Evidential machine learning
These days I skim almost every thread on R-devel, which is the email list for discussion about improving base R and its internal functionality. I also occasionally skim selected threads in R-package-devel, which is the email list for discussion about R package development (how to get your package accepted on CRAN).
Since I have studied/lived in France for 4 years, I am usually excited
to read messages from French colleagues on these email lists. In one
thread
I noticed the French name Thierry Denouex, who wrote for help about
his evclust
package. I studied clustering during my PHD, and in my
ICML’11 clusterpath
paper, I proposed
a new algorithm for convex clustering. So I was interested to read
about Thierry’s proposed clustering algorithm.
I followed the link in his email signature to his web page, where I found that he is a member of the HEUDIASYC laboratory. Coincidentally that is also the workplace of Yves Grandvalet, who was one of the people who officially reviewed and approved my PHD. Small world!
About clustering, the goal is to group N observations into K clusters, where each cluster should contain a subset of observations which are similar in some sense. Classical algorithms include hierarchical/agglomerative clustering, K-means, and Gaussian mixture models (Expectation-Maximization). The evclust package vignette begins by reviewing these and other algorithms (fuzzy k-means, sparse k-means, etc). K-means is an example of a “hard” clustering algorithm, because each observation is assigned to exactly one cluster (an integer value from 1 to K). In contrast, “soft” clustering algorithms like Gaussian mixtures give each observation a vector of K real numbers — one for each cluster, larger values mean that cluster is more likely for this observation. Typically these numbers are constrained to be on the probability simplex (non-negative, sum to one). When the sum to one constraint is removed, we obtain “possibilistic clustering.” When each observation is assigned a set of clusters, we obtain “rough clustering.”

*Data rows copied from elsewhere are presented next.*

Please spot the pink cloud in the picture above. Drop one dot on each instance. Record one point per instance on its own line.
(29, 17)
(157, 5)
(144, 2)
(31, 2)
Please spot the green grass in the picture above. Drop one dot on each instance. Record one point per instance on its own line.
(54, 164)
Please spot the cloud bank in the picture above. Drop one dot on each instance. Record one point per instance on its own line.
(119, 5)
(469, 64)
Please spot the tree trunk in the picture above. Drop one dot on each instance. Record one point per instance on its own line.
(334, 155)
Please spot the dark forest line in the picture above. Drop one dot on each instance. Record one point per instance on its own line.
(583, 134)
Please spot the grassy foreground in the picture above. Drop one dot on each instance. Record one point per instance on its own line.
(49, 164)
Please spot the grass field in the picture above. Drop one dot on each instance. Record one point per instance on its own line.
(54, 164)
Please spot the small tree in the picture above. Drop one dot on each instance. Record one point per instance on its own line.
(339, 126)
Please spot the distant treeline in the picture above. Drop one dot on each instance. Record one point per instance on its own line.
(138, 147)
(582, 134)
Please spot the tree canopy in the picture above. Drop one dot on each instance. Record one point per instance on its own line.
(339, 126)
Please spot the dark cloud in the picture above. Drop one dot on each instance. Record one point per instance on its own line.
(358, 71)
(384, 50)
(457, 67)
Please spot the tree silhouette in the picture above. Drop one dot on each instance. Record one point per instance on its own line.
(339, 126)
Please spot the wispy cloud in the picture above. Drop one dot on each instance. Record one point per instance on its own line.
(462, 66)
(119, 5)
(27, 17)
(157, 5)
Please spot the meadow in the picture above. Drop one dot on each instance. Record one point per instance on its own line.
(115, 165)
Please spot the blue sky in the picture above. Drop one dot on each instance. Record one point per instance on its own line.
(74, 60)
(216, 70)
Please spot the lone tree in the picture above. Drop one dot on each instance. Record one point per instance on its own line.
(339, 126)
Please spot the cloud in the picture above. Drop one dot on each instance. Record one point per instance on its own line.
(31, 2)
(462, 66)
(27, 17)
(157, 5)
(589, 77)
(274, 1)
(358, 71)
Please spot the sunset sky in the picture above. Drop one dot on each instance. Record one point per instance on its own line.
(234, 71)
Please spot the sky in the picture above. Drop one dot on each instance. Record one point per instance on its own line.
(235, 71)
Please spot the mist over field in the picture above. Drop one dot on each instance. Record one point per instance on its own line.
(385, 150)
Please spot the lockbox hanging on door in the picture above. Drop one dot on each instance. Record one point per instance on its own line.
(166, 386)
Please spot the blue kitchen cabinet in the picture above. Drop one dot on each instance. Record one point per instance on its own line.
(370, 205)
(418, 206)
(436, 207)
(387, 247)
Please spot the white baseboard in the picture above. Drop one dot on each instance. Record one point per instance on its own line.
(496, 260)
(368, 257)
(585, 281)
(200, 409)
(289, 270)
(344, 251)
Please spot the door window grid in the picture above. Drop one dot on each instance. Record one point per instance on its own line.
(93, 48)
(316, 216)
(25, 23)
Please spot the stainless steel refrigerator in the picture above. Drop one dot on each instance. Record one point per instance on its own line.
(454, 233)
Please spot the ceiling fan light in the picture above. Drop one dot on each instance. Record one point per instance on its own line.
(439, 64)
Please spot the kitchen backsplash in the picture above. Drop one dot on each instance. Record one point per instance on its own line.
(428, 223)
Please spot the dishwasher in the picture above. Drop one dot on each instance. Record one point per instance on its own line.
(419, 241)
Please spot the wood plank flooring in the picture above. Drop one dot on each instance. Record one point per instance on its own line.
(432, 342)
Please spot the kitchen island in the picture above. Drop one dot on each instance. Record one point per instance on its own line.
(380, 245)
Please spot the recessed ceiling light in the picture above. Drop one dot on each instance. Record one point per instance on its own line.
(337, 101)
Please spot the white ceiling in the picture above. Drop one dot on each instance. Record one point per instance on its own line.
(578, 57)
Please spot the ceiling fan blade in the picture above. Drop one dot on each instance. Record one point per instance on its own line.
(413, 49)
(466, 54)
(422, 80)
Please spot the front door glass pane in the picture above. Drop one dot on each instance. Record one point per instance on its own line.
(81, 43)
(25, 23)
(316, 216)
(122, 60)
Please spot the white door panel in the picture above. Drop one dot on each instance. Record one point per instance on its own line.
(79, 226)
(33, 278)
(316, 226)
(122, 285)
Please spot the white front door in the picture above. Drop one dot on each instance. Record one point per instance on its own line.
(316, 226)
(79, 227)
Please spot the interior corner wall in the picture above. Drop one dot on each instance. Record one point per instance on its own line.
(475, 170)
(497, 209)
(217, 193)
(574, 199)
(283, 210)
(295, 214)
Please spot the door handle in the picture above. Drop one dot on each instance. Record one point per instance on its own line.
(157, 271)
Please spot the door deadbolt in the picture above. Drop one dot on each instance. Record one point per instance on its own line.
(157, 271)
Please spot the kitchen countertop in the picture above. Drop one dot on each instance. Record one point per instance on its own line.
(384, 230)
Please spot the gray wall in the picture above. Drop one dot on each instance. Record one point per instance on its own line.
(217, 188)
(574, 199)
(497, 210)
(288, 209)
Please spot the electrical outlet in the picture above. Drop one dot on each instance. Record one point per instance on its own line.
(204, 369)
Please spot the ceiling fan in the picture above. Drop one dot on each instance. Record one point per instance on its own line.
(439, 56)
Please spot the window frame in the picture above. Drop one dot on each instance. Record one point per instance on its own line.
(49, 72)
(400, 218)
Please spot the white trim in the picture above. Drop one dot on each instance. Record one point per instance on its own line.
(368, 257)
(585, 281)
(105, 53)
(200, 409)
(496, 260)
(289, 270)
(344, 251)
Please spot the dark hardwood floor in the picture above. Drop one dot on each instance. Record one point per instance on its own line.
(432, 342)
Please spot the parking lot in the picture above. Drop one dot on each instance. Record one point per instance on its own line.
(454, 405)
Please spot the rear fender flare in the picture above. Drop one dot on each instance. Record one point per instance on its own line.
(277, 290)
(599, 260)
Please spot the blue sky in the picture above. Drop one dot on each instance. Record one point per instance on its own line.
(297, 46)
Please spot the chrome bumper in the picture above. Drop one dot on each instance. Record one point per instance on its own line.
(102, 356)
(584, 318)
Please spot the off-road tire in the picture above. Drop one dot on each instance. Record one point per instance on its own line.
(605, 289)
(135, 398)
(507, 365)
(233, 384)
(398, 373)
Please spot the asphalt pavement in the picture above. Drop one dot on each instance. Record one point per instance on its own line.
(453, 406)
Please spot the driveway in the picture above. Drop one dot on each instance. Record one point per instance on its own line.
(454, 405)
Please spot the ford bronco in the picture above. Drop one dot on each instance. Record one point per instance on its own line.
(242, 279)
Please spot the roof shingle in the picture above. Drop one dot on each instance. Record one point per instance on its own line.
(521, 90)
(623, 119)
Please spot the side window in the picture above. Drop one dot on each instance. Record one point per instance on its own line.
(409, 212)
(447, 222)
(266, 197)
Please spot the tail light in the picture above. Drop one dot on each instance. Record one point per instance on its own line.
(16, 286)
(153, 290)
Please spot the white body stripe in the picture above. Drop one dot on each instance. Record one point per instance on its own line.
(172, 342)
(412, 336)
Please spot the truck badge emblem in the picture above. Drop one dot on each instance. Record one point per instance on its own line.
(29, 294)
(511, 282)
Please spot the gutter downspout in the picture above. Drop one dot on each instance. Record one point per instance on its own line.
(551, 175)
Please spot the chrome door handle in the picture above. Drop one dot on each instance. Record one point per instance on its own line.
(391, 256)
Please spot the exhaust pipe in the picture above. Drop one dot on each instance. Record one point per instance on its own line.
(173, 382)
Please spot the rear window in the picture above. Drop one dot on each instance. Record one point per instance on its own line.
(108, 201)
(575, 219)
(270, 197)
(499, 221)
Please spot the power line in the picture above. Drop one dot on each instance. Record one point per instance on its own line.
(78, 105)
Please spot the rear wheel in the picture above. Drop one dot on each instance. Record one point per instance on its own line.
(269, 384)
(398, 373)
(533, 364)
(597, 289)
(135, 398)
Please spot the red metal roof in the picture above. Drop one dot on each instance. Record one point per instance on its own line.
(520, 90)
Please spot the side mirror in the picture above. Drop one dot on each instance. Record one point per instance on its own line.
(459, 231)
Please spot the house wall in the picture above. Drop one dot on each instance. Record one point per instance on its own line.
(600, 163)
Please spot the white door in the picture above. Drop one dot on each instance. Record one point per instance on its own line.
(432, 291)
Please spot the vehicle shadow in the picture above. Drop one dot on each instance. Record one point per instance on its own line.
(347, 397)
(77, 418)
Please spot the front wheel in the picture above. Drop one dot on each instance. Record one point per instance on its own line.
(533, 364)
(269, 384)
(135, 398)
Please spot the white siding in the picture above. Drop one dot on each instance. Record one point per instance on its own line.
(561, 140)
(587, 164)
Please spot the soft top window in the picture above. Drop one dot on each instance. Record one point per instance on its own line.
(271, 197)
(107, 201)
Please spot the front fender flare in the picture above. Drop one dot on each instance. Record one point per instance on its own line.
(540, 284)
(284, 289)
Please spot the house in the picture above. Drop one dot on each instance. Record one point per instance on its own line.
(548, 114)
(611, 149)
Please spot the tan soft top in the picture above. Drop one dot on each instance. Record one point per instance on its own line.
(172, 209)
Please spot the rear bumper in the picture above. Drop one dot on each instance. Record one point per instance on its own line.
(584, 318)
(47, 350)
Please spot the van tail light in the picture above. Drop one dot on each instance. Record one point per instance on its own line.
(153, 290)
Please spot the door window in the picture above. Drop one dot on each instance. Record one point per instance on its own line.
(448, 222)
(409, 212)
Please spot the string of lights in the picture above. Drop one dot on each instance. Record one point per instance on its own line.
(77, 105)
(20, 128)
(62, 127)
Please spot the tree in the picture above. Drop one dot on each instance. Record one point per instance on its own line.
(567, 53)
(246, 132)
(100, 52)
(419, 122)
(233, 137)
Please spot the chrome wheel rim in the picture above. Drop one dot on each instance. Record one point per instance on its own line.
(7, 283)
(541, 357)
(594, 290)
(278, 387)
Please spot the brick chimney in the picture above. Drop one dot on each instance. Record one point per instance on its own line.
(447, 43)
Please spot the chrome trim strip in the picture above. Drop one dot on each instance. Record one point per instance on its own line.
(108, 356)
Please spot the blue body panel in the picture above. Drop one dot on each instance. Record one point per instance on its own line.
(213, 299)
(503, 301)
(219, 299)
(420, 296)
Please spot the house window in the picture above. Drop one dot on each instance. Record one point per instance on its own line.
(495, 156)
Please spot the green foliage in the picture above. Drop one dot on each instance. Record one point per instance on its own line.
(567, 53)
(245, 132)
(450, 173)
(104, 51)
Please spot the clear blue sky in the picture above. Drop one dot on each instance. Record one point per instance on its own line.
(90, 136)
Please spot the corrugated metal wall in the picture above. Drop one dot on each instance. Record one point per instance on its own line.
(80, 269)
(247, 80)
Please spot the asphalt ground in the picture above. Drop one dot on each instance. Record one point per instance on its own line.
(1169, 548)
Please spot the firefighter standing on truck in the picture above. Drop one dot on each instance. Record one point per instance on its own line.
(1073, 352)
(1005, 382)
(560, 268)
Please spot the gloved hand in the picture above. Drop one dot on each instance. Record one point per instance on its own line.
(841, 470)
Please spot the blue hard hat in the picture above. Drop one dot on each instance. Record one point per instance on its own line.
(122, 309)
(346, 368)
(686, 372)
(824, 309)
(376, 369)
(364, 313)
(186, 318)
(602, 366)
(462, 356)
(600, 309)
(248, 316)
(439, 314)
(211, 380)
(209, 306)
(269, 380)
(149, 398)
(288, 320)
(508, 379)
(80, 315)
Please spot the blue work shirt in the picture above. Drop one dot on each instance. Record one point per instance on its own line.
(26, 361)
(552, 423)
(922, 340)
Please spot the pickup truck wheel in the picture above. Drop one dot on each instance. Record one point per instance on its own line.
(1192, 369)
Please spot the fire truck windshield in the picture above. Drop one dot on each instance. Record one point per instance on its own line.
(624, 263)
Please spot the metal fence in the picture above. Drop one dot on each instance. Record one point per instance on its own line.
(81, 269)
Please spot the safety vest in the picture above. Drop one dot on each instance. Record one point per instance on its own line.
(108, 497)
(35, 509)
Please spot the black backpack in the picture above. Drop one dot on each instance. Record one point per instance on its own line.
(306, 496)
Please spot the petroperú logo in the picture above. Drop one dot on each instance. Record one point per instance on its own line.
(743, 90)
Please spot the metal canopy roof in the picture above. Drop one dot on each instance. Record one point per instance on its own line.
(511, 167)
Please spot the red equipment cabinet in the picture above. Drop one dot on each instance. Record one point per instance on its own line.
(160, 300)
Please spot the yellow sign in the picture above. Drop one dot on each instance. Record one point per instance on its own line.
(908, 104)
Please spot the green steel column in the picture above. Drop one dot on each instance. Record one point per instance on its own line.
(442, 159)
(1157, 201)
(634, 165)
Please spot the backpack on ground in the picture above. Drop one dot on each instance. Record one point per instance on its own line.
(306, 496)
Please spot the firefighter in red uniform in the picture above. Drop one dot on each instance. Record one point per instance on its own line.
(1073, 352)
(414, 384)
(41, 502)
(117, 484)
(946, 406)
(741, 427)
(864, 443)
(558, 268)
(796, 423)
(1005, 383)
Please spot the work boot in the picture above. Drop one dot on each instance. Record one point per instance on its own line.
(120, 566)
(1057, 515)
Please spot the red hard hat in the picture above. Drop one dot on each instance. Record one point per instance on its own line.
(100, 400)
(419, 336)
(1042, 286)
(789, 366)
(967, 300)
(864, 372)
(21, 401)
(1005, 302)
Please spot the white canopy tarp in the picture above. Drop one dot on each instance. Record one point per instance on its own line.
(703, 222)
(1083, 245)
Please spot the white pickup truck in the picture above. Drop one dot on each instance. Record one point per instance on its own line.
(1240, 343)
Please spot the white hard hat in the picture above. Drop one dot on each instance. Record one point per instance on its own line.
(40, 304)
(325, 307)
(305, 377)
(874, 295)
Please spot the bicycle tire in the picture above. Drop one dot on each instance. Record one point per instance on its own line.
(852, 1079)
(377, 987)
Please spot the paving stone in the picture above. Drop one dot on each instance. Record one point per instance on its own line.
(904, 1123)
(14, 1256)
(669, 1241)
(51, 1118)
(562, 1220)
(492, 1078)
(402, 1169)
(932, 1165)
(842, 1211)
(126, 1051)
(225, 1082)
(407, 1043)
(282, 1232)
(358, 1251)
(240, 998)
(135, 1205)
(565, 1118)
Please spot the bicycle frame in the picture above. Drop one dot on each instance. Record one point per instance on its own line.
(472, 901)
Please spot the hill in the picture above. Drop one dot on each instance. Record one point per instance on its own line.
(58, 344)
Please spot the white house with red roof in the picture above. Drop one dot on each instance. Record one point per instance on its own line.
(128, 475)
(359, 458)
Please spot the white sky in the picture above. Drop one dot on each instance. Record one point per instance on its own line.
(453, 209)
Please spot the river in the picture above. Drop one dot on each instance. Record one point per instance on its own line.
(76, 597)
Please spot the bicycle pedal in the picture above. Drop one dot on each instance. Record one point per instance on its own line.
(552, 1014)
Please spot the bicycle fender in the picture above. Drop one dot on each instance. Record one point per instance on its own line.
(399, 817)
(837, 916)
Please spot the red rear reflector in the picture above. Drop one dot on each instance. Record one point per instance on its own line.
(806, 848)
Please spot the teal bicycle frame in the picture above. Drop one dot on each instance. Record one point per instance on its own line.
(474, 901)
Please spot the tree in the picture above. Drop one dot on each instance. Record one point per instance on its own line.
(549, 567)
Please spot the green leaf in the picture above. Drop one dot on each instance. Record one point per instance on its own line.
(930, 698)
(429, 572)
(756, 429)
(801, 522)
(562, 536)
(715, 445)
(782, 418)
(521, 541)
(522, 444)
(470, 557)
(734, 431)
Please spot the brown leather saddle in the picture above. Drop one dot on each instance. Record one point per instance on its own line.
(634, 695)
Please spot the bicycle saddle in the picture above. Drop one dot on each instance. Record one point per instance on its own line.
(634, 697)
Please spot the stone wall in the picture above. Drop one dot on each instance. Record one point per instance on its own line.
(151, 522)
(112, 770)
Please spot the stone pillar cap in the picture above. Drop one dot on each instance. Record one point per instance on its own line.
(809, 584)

The “evidential clustering” approach uses mass functions and focal sets, and generalizes most of these other methods. It is based on the the Dempster-Shafer theory that assumes a question has one answer among a finite set of possibilities. The mass function takes a subset of possibilities, and returns a value in [0,1]. Each subset with mass function value greater than 0 is called a focal set, and summing over all subsets must yield one. To apply this formalism to clustering, the set of K clusters is used as the finite set of possibilities, and each observation has a corresponding mass function (the N-tuple of mass functions is called a credal/evidential partition). Some special cases are
- When mass functions are Bayesian (focal sets are singletons, meaning only one element in each set) we get a fuzzy/soft partition (vector of real numbers, one for each cluster).
- When mass functions are logical (only one focal set) we get a rough partition (each observation assigned a set of clusters).
- When mass functions are certain (both Bayesian and logical, meaning the only focal set is a singleton containing the cluster ID for that observation) we get a hard partition (like K-means).
- When mass functions are consonant (focal sets are nested, meaning for any two sets, one must be a subset of the other) we get possibilistic clustering algorithms (vector of real numbers with no sum to one constraint).
How interesting! I wonder why this alternative to / generalization of probability is not more commonly discussed in the statistical machine learning literature? Thierry’s Belief Functions and Machine Learning page lists dozens of publications on the subject. He implemented classification algorithms based on Belief functions theory in the evclass package, which can handle “the case where there is an unknown class, not represented in the learning set.”